Brina Biggs, the senior manager at Budget Insurance, said: “Our first rate cut since May 2023 and its been a long time coming, as we have been following the economy, inflation pressures specifically. It should be the start of seeing decreases going forward. It has been a hard couple of years for South Africans, with the high cost of living, debt and unstable electricity and global economy, but seeing lower petrol prices, stable electricity and post-elections increasing business confidence, the outlook is less grim.

“As South Africans start breathing a small sigh of relief, it is more important than ever to stay the course, keep to your budget and use any additional funds to pay off any additional debt you have accrued.”

Hayley Parry, a money coach and facilitator at 1Life’s Truth About Money, said: “They say good things come in threes and, on the financial front, it certainly seems to be ringing true with consumer inflation dipping below the SARB’s target of 4.5% down to 4.4% in August and the news of the US that the Federal Reserve had cut its key lending rate by half a percentage point.

“If you have a R2 million bond at prime plus 1% last month, you would have paid R23 145 for your home loan repayment.
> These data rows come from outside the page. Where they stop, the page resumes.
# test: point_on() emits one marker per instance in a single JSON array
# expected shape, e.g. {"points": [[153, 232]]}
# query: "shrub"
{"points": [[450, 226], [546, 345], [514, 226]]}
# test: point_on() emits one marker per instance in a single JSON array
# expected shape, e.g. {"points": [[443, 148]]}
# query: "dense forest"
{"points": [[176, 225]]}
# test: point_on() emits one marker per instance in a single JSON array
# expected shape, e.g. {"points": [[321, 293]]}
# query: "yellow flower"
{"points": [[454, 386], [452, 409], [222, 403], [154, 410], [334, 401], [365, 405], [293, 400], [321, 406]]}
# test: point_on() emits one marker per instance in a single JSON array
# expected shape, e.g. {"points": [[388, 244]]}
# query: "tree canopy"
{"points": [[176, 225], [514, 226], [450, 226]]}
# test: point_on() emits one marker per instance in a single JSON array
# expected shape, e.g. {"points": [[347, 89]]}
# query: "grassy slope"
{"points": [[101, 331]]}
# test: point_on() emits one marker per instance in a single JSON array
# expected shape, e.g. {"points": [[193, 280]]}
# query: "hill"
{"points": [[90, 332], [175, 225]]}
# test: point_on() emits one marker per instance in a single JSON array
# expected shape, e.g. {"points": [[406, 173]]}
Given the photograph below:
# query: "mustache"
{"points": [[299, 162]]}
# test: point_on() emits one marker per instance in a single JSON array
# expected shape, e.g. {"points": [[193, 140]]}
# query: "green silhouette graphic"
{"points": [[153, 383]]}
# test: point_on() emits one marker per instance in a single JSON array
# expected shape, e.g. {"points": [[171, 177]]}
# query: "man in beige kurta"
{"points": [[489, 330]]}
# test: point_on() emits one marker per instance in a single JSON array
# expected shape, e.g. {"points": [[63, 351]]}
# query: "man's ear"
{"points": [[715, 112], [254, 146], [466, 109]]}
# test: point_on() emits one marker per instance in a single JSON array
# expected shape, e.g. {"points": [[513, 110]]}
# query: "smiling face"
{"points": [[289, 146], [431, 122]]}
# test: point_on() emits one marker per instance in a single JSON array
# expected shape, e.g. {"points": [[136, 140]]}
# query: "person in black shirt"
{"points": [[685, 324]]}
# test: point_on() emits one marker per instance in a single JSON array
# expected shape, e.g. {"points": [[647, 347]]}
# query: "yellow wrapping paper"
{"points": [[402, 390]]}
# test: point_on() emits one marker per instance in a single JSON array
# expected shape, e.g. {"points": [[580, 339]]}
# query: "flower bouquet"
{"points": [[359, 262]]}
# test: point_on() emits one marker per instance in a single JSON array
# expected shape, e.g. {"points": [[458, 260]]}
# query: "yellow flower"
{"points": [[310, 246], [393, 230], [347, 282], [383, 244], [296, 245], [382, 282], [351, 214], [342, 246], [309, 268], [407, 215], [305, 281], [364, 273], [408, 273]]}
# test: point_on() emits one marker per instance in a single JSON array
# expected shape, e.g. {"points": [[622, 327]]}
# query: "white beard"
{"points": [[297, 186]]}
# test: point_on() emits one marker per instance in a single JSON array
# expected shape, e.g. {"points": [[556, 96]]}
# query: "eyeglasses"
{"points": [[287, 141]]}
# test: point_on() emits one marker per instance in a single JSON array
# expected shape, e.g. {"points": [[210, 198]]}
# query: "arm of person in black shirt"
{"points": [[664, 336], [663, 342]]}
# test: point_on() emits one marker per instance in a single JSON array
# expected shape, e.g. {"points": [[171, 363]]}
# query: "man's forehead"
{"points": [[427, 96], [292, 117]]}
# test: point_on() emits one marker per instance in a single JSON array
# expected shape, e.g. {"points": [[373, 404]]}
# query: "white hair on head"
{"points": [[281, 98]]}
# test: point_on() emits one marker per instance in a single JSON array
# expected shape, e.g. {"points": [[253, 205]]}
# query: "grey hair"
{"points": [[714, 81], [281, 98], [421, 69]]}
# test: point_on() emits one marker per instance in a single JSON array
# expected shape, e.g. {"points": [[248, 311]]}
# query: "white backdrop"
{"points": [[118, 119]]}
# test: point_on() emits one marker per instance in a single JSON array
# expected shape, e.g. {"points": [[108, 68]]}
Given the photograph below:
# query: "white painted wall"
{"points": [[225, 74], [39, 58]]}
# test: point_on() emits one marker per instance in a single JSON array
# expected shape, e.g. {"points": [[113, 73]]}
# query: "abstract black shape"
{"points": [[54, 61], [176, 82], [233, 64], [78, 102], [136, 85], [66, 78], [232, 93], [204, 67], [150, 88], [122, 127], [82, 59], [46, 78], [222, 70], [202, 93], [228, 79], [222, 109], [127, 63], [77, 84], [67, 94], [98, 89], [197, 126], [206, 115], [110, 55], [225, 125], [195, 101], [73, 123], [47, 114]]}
With this interest rate cuts, you’ll be paying around R22 790 – a saving of around R353. As we head towards Tuesday’s Heritage Day public holiday, now would be a great time to spend some time thinking about your financial heritage.

“Use this rate cut as a jump start to giving your finances a spring clean because it’s the perfect timing to do so.”

Debt Rescue CEO Neil Roets said it was too little, too late for SARB Governor Lesetja Kganyago to pull South Africans out of financial ruin.

“While any relief is welcome, this small reprieve will not make any significant difference in the lives of over half of the South African population (55%) currently living in poverty,” Roets said.

“It will also do little to nothing to pull the middle class out of the financial ruin that is the final consequence of indebtedness. People have reached the end of the road, and they have nowhere left to turn. It is time to heed this ticking time bomb – before it’s too late.”